What is it and how does it work?
The mThrow sleeve tracks not just movement, but the workload on a players’ UCL, the ligament responsible for elbow stability. Embedding a 3D chip that uses six sensors—two sensors to monitor movement in three different directions—into a Lycra-based compression sleeve allows mThrow to monitor the force placed on the UCL and the work that ligament does.
“We wanted to get a number to put to that,” Ben Hansen, product lead on mThrow, tells SI.com. “All we had was a pitch count. Now we have an automated way to (track) the stress of every throw they make.”
Using a workload algorithm modeled after the properties of the elastic UCL, the mThrow sends metrics to players and coaches through an app via Bluetooth. With the sleeve worn on the inside of the throwing forearm, the sensor positions directly over the UCL, offering data based on actual UCL use.
Why’s it significant?
While the majority of wearable tech monitors object movement, whether a person or a ball, the mThrow allows it to measure torque and stress on the underlying biomechanics.
Pitch counts aren’t entirely accurate in monitoring UCL usage. As Hansen points out, a rubber band can stretch at half stress 1,000 times without breaking, while it may stretch to maximum capacity only 100 times before snapping. The UCL mimics a rubber band.

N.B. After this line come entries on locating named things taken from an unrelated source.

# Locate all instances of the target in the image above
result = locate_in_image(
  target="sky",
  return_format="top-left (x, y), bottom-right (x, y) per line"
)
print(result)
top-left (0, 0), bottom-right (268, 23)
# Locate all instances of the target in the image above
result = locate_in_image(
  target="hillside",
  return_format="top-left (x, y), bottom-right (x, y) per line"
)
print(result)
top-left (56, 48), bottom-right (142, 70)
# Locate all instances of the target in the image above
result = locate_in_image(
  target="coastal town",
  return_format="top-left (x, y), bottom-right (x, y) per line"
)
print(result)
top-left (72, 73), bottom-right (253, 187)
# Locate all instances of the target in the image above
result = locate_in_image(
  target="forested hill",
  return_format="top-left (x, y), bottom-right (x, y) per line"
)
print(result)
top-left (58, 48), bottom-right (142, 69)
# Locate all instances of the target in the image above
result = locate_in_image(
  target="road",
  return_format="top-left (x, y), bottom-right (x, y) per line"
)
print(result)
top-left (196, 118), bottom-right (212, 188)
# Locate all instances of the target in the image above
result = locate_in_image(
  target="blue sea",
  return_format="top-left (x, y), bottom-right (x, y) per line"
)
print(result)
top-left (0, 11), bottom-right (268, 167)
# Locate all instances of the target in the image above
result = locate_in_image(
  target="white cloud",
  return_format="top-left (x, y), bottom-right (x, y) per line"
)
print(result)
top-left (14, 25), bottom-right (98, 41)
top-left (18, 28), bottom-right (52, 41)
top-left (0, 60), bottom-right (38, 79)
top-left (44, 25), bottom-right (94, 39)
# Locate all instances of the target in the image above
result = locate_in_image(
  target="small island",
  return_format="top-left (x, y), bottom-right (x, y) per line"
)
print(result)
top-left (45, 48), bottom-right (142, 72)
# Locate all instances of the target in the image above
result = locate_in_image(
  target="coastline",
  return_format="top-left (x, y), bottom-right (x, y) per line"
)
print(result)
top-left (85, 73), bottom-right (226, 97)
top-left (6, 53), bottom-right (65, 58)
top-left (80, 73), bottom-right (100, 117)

“This gives us some really cool insights,” he says. “With how much you fatigue, you can start to see when the elbow is dropping and the arm slot varies. It gives early warning signs you can’t see with your eye. It is really hard to see an arm slot degree change here and there. This is better insight for decisions on data they can’t see.”
What are the implications in the world of baseball?
From a high school athlete right up to some of the top arms in MLB, having more insight into the stress placed on the UCL is simply data that wasn’t available before. And using the app, pitchers can monitor individual workload histories to see when the stress levels rise too high.
When it comes time to recover from injury, mThrow can help give pitchers a real-life view of their improvement. Wearing mThrow before the injury offers a baseline for when they do get hurt. On the way back from injury, when pitchers may need to train at 50% of that baseline, for example, the historical data allows them to monitor stress within a protocol, Hansen says.
What are the downsides?
Motus Global has a history in MLB with in-lab biomechanics work, but the mThrow offers a new device. As with anything fresh, early adoption can take a slight learning curve to understand how best to use it. There will also always be some slight push back from players or coaches who feel there is too much data out there to accurately differentiate what proves valuable. Unlike big labs, though, the sleeve has metrics that prove easier to understand.
Who’s using it already?
MLB has it all over Spring Training and Hansen hopes MLB approves it for in-game use during the regular season any week now. During the original prototype runs that started last fall, nine MLB teams had their players wearing it. mThrow had 25 organizations sing up for Spring Training use. And while shortstops, second baseman, catchers and anyone in a position with high throwing volume have started using mThrow, the tool was primarily designed for pitchers.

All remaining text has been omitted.